Researchers found that the risk of death among people over 60 nearly tripled during the first year following a hip fracture.
However, hip fractures were also still linked to a nearly twofold increased risk of dying eight years or more after the injury.
The new findings are similar to those of previous studies on hip fracture, said study lead author Michail Katsoulis. He’s a medical statistician with the Hellenic Health Foundation in Athens, Greece.
Katsoulis noted that “post-operative complications, such as cardiac and pulmonary ones, have been mostly implicated for the excess short-term mortality after the fracture, that is within the first year after.” Those complications included both blood clots and pneumonia.
The study can’t definitively show a cause-and-effect relationship. But Katsoulis suspects that older hip fracture patients “are unlikely to remain physically active and more likely to experience functional decline and disability.”
It’s also possible that chronic inflammation develops after a fracture, which could contribute to persistent frailty, the researchers suggested.
The findings are based on a review of data including nearly 123,000 men and women. The adults were enrolled in eight different studies. The studies began between the late 1980s and the early 2000s. Most study volunteers joined during the 1990s.
Seven studies were conducted across Europe (the Czech Republic, Germany, Greece, Norway, Sweden and the United Kingdom), the United States and the United Arab Emirates, and one study included only U.S. patients.
All of the study volunteers were at least 60 years old when the studies started. None had previously fractured their hip.
The studies lasted an average of almost 13 years, during which almost 4,300 hip fractures occurred. The report also noted 28,000 deaths.
The association between breaking a hip and risk of death during the study period was found to be somewhat stronger among men. The risk of death tapered off a bit once participants reached the age of 70, presumably due to a generally higher overall risk of dying among older participants, the study authors noted.
People with a chronic disease -- such as heart disease, cancer or diabetes -- at the time of their hip fracture faced the highest overall death risk, the findings showed.
In the United States, an estimated 300,000 people 65 and older are hospitalized for hip fractures each year, according to the U.S. Centers for Disease Control and Prevention.
The bottom line, Katsoulis said, is that prevention is key.
“For example, people should avoid smoking and high alcohol consumption, be physically active and follow a varied diet rich in calcium and vitamin D, as well as fruits and vegetables,” he said.
“It is also important to provide better health care services to those older individuals that have already experienced a fracture, to give them the opportunity to walk again as soon as possible so that we can provide them better quality of life and survival,” Katsoulis said.
Dr.
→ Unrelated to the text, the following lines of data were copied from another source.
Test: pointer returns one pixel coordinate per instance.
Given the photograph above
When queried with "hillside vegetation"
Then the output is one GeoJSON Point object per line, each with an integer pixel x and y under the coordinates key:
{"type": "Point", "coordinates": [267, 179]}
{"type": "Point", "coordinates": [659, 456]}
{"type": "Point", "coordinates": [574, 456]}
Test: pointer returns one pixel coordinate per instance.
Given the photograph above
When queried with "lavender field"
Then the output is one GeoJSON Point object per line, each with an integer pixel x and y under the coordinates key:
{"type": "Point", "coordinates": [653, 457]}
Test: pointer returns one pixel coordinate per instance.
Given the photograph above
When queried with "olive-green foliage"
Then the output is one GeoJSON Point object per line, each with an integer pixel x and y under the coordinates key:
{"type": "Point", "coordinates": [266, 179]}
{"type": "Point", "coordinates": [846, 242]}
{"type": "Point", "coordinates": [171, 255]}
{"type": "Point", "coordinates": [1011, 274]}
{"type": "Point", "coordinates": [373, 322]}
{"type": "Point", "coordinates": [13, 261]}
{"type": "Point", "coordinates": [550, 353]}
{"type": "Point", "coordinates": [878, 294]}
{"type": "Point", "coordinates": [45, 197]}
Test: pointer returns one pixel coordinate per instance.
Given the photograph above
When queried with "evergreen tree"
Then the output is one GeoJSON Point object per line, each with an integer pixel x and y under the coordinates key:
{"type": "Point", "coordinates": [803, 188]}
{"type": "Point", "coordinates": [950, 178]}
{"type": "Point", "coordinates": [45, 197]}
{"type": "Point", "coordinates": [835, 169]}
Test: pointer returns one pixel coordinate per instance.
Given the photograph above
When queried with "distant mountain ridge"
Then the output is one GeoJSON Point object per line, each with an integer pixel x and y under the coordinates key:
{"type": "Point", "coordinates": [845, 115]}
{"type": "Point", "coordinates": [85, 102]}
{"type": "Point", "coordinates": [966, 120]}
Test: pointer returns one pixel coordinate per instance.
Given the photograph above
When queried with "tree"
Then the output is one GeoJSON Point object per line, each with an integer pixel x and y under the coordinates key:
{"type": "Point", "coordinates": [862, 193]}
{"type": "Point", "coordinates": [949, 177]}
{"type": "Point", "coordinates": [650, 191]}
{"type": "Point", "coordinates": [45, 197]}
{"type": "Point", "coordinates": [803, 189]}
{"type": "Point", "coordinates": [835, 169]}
Robert Recker, president of the National Osteoporosis Foundation, said the review’s findings weren’t surprising. He cited the “sadly neglected disease” of osteoporosis as the principal cause.
For example, he noted that only about 23 percent of discharged hip fracture patients are ever diagnosed and treated for osteoporosis. Osteoporosis is the most common underlying cause of hip fracture, Recker said.
The risk of having another break is 2.5 to five times greater following the initial fracture, added Recker, who is also director of the Osteoporosis Research Center at Creighton University in Omaha, Neb.
The study was published recently in the Journal of Internal Medicine.